The role of the data scientist is one of the most coveted jobs today. On LinkedIn, there are listings for over 52,000 companies looking for a person with these skills right now, with the majority (70%) listed as mid-senior level positions. Mashable called the role of the data scientist the hottest profession in 2015. And in a Harvard Business Review article, Babson College professor Tom Davenport called this position the sexiest job of the 21st century.
To find out more about this role and how it’s evolving with the onslaught of Internet of Things (IoT) data Professor Davenport, a fellow at MIT Center for Digital Business and a senior advisor to Deloitte Analytics, shared some insights into what makes the data scientist so critical today.

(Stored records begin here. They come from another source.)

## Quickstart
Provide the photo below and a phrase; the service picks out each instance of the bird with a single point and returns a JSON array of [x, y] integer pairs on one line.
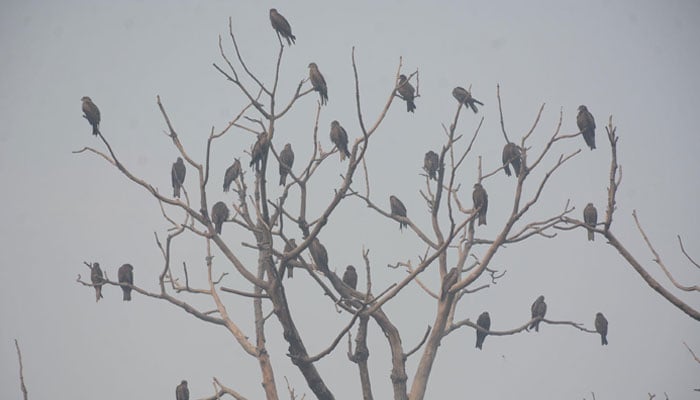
[[431, 164], [177, 175], [280, 24], [340, 138], [318, 83], [350, 277], [601, 326], [538, 310], [286, 162], [126, 277], [92, 114], [484, 322], [464, 97], [182, 392], [481, 202], [319, 254], [231, 174], [407, 92], [97, 278], [512, 155], [398, 210], [219, 214], [259, 150], [590, 217], [586, 124]]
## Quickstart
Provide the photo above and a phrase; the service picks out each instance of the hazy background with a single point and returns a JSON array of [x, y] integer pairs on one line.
[[635, 60]]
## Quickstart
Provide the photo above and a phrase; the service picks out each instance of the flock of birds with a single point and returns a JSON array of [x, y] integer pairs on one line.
[[511, 157]]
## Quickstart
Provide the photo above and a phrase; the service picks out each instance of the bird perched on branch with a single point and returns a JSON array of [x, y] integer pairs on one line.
[[484, 321], [586, 125], [92, 114], [464, 97], [431, 164], [231, 174], [512, 155], [219, 214], [340, 138], [398, 210], [318, 83], [97, 278], [407, 92], [601, 326], [280, 24], [538, 309], [286, 162], [590, 217], [125, 274], [481, 202], [177, 175]]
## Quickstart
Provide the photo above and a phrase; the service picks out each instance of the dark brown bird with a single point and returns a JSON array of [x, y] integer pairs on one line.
[[318, 83], [319, 254], [126, 277], [407, 92], [92, 114], [281, 26], [286, 162], [481, 202], [182, 392], [464, 97], [177, 176], [511, 155], [538, 309], [219, 214], [601, 326], [431, 164], [232, 174], [586, 124], [96, 277], [398, 210], [259, 150], [340, 138], [590, 218], [350, 277], [484, 321]]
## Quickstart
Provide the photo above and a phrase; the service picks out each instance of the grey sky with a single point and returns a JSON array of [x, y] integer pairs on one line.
[[635, 60]]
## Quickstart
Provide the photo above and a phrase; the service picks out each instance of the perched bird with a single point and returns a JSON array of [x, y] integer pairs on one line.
[[398, 210], [586, 124], [464, 97], [92, 114], [231, 174], [601, 326], [259, 150], [96, 277], [484, 322], [318, 83], [319, 254], [431, 164], [126, 277], [219, 214], [407, 92], [340, 138], [177, 175], [590, 217], [481, 202], [286, 162], [350, 277], [182, 392], [280, 24], [538, 309], [512, 155]]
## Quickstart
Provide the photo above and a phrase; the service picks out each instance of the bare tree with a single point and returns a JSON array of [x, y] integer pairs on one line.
[[270, 224]]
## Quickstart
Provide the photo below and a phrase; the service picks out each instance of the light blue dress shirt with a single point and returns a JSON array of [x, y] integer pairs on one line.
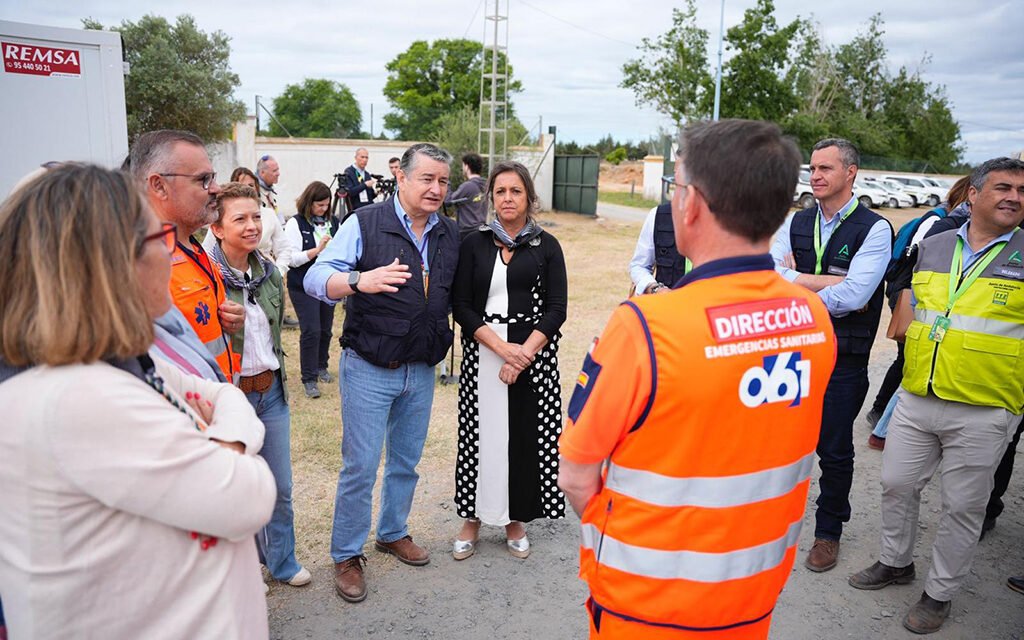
[[969, 255], [344, 251], [642, 264], [866, 268]]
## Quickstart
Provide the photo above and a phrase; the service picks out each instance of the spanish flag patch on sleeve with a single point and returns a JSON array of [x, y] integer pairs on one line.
[[585, 384]]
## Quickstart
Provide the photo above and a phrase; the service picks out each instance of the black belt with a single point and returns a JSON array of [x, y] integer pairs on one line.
[[260, 383]]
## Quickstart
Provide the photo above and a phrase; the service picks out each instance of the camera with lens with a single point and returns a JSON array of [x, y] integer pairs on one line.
[[384, 186]]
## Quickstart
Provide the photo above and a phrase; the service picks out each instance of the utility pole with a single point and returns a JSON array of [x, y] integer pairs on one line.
[[495, 124], [718, 76]]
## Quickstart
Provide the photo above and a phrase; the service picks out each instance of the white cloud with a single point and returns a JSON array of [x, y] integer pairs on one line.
[[568, 53]]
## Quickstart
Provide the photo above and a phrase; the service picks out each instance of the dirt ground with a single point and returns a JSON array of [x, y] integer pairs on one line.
[[493, 595], [622, 177]]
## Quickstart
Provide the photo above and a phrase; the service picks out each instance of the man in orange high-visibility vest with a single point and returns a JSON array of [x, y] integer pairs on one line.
[[174, 172], [694, 420]]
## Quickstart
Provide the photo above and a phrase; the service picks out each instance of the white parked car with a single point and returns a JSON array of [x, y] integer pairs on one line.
[[870, 195], [897, 197], [926, 194]]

“It’s difficult to define a data scientist in day-to-day practice. Early on, there was a fairly clear distinction between the traditional quantitative analyst and a data scientist, but less so now,” says Davenport. “The traditional quantitative analysts had a primary focus of taking structured data and performing statistical analysis on that. It was a very creative and experimental kind of job in those early days.”
Today’s data scientists must not only have quantitative analysis skills, but they must also deal with difficult and unstructured data formats that play a key part in the predicative nature of data science. Davenport notes that early on, the process of converting unstructured data into structured data was difficult and time consuming, but technology is making this easier today. “There are new approaches to data analysis and data management that are more automated,” says Davenport. “Data scientists can now use things like machine learning that can generate models in a somewhat automated fashion.”

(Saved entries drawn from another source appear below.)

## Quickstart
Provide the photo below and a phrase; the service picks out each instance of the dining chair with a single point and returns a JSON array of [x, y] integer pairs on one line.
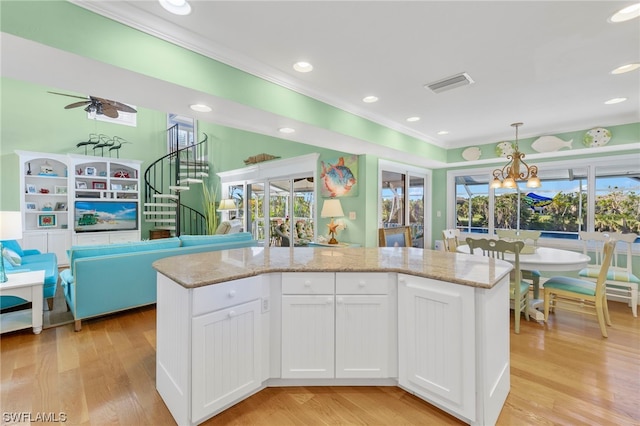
[[525, 235], [575, 294], [450, 238], [518, 289], [621, 281]]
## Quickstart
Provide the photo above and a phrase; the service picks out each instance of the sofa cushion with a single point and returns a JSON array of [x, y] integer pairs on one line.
[[79, 252], [11, 256], [13, 245], [199, 240]]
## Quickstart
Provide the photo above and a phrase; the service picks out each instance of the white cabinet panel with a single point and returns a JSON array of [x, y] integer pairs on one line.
[[226, 357], [437, 343], [307, 336], [361, 336]]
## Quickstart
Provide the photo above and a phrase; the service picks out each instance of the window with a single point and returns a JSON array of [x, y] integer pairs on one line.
[[578, 195], [402, 199]]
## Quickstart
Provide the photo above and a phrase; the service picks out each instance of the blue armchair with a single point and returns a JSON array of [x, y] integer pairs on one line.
[[18, 260]]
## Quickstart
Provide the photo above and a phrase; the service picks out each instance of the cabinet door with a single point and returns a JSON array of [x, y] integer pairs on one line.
[[307, 337], [226, 358], [436, 342], [361, 336]]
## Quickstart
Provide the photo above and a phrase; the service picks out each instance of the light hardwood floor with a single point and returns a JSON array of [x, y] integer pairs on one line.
[[564, 373]]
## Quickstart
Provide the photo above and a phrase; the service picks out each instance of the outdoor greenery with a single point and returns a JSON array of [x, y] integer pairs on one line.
[[615, 211]]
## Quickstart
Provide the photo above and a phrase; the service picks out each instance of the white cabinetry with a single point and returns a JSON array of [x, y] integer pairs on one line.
[[44, 203], [214, 358], [336, 326]]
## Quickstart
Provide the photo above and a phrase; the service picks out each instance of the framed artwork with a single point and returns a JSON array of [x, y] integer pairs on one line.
[[394, 237], [339, 177], [47, 221]]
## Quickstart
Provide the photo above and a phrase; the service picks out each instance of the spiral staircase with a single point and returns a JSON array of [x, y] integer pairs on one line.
[[166, 179]]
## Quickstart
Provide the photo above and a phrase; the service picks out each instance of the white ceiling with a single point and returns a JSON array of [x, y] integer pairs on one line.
[[545, 63]]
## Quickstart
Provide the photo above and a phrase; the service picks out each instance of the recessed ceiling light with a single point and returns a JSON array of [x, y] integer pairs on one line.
[[615, 101], [303, 66], [626, 14], [200, 107], [177, 7], [626, 68]]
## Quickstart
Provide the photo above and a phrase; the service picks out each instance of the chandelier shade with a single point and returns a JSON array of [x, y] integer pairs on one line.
[[515, 170]]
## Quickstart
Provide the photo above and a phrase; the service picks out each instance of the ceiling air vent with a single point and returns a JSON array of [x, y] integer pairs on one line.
[[449, 83]]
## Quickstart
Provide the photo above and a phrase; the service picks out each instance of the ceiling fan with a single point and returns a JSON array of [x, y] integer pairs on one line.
[[98, 106]]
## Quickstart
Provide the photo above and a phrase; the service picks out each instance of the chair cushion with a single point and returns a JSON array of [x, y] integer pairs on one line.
[[524, 287], [612, 275], [11, 256], [575, 285]]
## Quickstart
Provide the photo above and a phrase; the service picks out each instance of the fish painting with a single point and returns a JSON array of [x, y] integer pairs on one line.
[[339, 179], [550, 144]]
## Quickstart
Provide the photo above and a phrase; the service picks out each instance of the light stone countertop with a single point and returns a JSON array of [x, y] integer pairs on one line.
[[202, 269]]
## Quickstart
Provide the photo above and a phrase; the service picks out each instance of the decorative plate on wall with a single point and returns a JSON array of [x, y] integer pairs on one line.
[[596, 137]]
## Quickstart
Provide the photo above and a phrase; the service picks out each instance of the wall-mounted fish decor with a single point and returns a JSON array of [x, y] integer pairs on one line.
[[596, 137], [550, 144]]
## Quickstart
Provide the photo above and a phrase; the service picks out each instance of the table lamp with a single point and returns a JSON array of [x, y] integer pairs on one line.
[[10, 229], [332, 208]]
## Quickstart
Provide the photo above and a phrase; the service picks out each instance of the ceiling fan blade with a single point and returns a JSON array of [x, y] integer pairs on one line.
[[77, 104], [117, 105], [71, 96]]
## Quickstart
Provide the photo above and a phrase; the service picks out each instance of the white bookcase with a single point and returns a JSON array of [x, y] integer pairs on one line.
[[50, 186]]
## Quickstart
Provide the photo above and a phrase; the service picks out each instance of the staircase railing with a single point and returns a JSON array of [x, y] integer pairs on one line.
[[167, 177]]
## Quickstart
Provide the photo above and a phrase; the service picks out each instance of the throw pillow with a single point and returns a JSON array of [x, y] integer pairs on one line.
[[12, 257]]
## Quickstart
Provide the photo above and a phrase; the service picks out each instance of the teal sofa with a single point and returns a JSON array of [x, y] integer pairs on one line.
[[16, 259], [111, 278]]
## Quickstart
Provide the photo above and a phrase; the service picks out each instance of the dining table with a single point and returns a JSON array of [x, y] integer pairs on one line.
[[546, 259]]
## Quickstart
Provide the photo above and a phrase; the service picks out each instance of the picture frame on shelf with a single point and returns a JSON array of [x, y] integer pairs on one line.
[[47, 221]]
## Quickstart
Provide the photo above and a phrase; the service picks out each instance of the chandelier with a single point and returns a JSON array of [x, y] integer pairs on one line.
[[511, 173]]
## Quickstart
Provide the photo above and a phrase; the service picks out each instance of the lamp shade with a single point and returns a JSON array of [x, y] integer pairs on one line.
[[332, 208], [227, 204], [10, 226]]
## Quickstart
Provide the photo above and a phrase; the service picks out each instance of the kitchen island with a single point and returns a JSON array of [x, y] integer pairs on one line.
[[230, 323]]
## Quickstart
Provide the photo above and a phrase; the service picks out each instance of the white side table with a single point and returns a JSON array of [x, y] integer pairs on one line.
[[28, 286]]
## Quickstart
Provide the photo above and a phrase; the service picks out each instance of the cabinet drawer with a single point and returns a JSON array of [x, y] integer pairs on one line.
[[219, 296], [308, 283], [362, 283]]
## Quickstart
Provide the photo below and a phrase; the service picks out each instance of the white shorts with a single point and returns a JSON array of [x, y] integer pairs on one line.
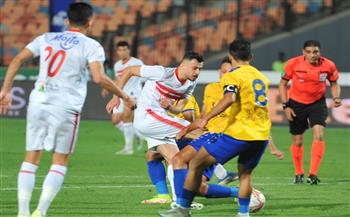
[[157, 126], [51, 128], [120, 108]]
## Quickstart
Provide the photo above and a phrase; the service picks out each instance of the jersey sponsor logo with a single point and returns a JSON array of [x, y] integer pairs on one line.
[[168, 92], [323, 77], [230, 89], [66, 41]]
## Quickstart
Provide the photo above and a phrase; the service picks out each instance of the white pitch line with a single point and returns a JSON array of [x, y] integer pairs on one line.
[[83, 176], [147, 186], [142, 177]]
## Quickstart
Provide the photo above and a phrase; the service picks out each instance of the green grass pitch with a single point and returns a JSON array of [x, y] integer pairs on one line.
[[99, 183]]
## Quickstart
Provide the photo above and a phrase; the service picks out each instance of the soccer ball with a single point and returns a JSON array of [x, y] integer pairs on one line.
[[257, 201]]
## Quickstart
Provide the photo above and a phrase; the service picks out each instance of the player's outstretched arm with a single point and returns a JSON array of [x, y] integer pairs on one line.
[[16, 63], [98, 75], [170, 106], [283, 88], [273, 149], [127, 74]]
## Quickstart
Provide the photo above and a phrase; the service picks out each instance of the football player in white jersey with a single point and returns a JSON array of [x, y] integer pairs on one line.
[[163, 86], [56, 101], [122, 117]]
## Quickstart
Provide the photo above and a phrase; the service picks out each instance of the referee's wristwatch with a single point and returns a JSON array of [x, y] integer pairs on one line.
[[285, 105]]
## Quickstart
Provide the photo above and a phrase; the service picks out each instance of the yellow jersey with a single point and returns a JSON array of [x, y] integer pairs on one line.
[[190, 105], [249, 115], [213, 93]]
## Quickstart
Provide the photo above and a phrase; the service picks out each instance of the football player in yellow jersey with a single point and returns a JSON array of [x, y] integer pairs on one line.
[[246, 135]]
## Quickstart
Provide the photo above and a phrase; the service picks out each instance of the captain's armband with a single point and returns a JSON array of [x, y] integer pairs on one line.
[[230, 89]]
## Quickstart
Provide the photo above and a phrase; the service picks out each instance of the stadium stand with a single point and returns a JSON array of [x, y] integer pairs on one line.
[[162, 36]]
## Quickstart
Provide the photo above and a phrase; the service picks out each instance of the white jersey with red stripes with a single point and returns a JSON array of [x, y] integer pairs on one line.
[[63, 73], [134, 85], [151, 120], [162, 82]]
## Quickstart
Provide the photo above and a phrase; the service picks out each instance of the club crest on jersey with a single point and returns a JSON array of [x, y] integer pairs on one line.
[[66, 41]]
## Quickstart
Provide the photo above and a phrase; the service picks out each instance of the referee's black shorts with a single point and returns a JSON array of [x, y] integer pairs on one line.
[[307, 115]]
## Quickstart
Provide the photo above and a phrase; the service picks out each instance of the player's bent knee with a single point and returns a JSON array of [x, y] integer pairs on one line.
[[33, 157], [60, 159], [179, 162]]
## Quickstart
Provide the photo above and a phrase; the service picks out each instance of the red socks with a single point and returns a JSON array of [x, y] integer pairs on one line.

However, working with the volumes of data in the IoT space is still a challenge and requires strong data skills. For instance, there are typically many different types of IoT sensors within one single product, and they all gather and store data in different formats. “If you want to analyze all the data from a car, for example,” says Davenport, “you may be looking at more than 200 different sensors. The great majority of them – most likely 95% or more – have different data formats in which they store and format the data.”
This is where hardcore data science skills come in, says Davenport. “A data scientist needs to take all those diverse formats, pull them together, integrate them with other types of data, and analyze them in a way that makes the data useful.” From there, data scientists can provide insights that enable people to understand how a product performs under different conditions. They can see the likelihood and timing of needed maintenance, and identify design faults that may make a product break down frequently.

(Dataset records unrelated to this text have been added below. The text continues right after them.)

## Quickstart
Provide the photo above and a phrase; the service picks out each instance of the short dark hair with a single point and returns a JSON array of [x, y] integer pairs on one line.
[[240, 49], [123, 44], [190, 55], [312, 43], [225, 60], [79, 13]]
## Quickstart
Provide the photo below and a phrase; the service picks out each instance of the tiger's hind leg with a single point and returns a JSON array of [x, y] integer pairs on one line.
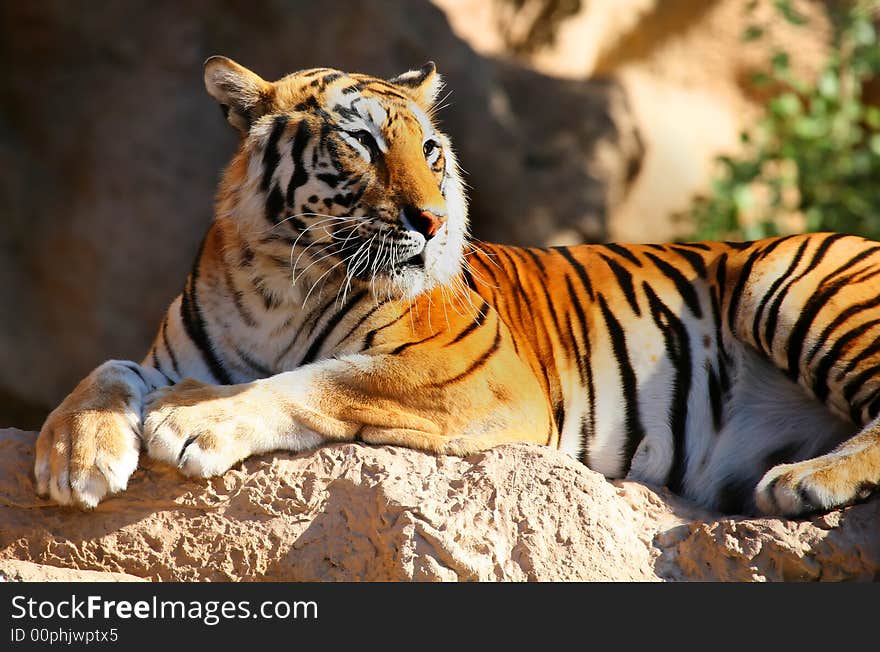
[[848, 473]]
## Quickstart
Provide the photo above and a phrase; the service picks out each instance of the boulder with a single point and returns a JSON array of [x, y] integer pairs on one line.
[[349, 512]]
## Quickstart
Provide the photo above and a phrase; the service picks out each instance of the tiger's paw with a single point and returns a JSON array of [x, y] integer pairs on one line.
[[813, 485], [89, 446], [197, 428]]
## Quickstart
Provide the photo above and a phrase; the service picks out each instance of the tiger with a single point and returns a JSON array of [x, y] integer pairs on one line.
[[338, 296]]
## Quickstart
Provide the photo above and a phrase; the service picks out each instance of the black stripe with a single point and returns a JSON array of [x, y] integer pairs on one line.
[[168, 347], [588, 429], [271, 157], [137, 371], [844, 316], [274, 205], [715, 397], [773, 316], [368, 340], [865, 353], [477, 364], [820, 375], [299, 176], [623, 251], [694, 259], [624, 279], [798, 335], [683, 285], [479, 321], [718, 301], [361, 321], [694, 245], [316, 344], [403, 347], [578, 268], [635, 432], [768, 297], [194, 324], [678, 349], [237, 295], [535, 259], [744, 274], [559, 417]]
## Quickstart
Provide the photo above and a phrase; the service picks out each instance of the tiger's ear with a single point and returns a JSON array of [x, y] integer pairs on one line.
[[243, 95], [422, 85]]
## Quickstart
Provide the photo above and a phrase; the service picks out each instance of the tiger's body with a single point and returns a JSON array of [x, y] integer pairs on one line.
[[336, 297]]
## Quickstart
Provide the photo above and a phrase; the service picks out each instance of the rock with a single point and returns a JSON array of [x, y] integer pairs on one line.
[[685, 69], [354, 512], [103, 210], [13, 570]]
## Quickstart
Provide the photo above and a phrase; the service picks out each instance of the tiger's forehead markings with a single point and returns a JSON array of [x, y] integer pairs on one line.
[[356, 110]]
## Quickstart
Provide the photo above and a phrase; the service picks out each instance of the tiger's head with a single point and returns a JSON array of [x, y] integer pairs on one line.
[[346, 173]]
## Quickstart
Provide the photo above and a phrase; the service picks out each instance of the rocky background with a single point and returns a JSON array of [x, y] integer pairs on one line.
[[576, 120]]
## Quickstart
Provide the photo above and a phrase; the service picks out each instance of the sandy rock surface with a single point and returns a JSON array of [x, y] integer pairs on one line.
[[353, 512]]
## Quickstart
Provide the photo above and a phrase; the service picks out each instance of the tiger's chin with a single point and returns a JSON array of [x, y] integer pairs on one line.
[[411, 279]]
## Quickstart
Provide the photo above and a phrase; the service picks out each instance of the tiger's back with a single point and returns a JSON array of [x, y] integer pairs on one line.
[[697, 366]]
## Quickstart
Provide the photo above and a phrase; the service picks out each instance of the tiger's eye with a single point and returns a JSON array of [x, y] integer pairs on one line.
[[365, 138], [429, 147]]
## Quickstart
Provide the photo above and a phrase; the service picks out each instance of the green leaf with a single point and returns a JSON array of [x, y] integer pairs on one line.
[[790, 14], [752, 33], [780, 61], [828, 84]]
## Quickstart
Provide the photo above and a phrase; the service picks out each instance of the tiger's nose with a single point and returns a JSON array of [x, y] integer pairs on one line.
[[425, 222]]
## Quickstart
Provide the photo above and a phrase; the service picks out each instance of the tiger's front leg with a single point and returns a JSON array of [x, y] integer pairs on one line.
[[90, 444], [382, 399]]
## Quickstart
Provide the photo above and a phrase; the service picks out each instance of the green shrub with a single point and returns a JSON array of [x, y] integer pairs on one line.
[[812, 163]]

Another factor that comes into play when thinking of the role of a data scientist is the need for industry expertise in highly specialized segments. “A specific sensor application could be very detailed and idiosyncratic, which is where specific business insight is needed,” say Davenport. In cases like this, there may be a need for a data scientist to have other expertise specific to a certain industry or product. For instance, in the manufacturing of a unique part, it may be important for a data scientist to understand material science. That expertise may be critical in ensuring that the right sensors are made and the right data is collected for the anticipated analysis.
So how can data scientists best be utilized in an organization? Davenport suggests that they collectively work together with engineers to understand how the data generated from products will be used. When done properly, this actually enhances the job of analyzing the data and makes it easier. “I would also recommend giving data scientists full access to the engineering problems,” Davenport says, “and make them a member of your team. After all, engineers today no longer just develop products – they are in a much more expanded role. They are developing data- and analytics-based services that accompany that product and help the customer use it more effectively.”
Davenport also recommends that the data scientists have good relationships with the business people who are in the application domain. This helps them get full access to the business problem that’s involved. “Once they understand what the organization is trying to accomplish,” says Davenport, “it’s much easier to solve problems and present ideas.”
With the high demand and specific suite of skills needed, it’s no wonder that this is a function that is in high demand. “When you add highly specific knowledge together with the requisite ability to manage, integrate, and analyze data,” Davenport says, “it’s a tough combination. Add in the ability to be a team player and communicate what it’s all about to managers who need to make decisions, and it’s an even tougher combination.”